Makanan---yang kita makan saat ini---merupakan suatu proses percampuran beragam jenis dan identitas budaya seperti budaya India, Tiongkok, Arab, dan Eropa dengan budaya lokal yang terbentuk dari beberapa lapisan waktu dan memiliki jejak sejarah di masa lalu.

Melalui Tesisnya di UGM yang kemudian dijadikan buku Jejak Rasa Nusantara: Sejarah Makanan Indonesia, Fadly Rahman sekaligus sejarawan UNPAD, berhasil menelusuri akar sejarah makanan di Indonesia dengan melihat permasalahan seputar makanan di Indonesia melalui aspek politik, ekonomi, dan budaya di masa lampau.

Lewat penelitiannya yang luas dan mendalam, Fadly secara garis besar membagi buku ini menjadi tiga bagian.

Pertama, jejak sejarah makanan di Indonesia sebelum masuknya pengaruh asing. Kedua, pengaruh asing terhadap pembentukan makanan di Indonesia. Ketiga, pembentukan jati diri bangsa Indonesia dengan makanan sebagai medianya.

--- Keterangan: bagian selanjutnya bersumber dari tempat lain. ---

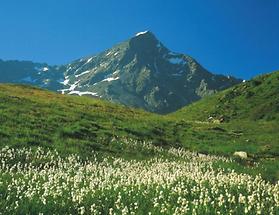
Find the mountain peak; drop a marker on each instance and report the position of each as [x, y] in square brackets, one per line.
[142, 33]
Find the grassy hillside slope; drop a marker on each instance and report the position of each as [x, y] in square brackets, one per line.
[33, 117]
[253, 100]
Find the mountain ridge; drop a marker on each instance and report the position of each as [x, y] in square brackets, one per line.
[140, 72]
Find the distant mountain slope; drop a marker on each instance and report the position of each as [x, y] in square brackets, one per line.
[140, 72]
[27, 72]
[253, 100]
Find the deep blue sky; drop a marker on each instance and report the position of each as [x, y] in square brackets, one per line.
[238, 37]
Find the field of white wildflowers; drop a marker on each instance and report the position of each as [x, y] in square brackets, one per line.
[36, 181]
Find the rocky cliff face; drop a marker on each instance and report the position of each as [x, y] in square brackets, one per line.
[140, 72]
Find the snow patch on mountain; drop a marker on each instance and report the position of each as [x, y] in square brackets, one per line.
[83, 93]
[45, 69]
[141, 33]
[89, 60]
[110, 79]
[29, 79]
[83, 73]
[176, 60]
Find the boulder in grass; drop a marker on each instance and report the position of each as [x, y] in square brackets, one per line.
[241, 154]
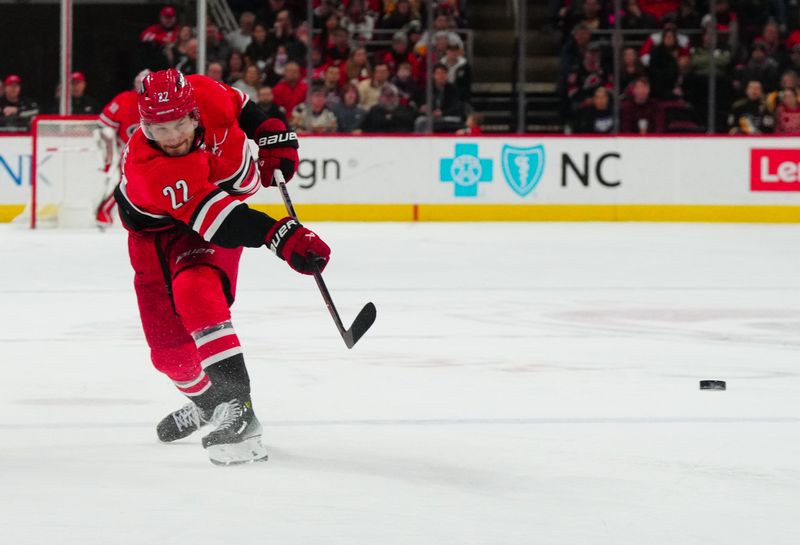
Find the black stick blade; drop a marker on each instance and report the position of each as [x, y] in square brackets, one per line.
[361, 324]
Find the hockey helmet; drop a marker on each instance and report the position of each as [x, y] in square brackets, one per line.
[165, 96]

Ketika membuka buku ini, pembaca langsung diantarkan penulis melihat jejak makanan di masa kuno yang tertulis di Prasasti Taji (901 M), Prasasti Watukura (902 M), dan kitab Negarakertagama (1365 M). Di bukti kuno tersebut terkuak informasi bahan makanan yang dikomsumsi masyarakat pada zaman itu, seperti beras, tahu, ikan, dan dendeng yang ketika dipadukan dengan bumbu akan menghasilkan ragam makanan terolah seperti sambel, pecel, dan lain sebagainya.

Hingga pada akhirnya pengaruh asing masuk dan berhasil fusion dengan boga pada masa kuno dan menghasilkan perubahan sosial budaya dan lingkungan alam yang tentu mempengaruhi budaya makan hingga pada akhir abad ke-18. Pembudidayaan bahan makanan yang dilakukan menyebabkan lahirnya semangat baru dalam keseharian masyarakat salah satunya ditandai dengan pembentukan selera dan citarasa baru.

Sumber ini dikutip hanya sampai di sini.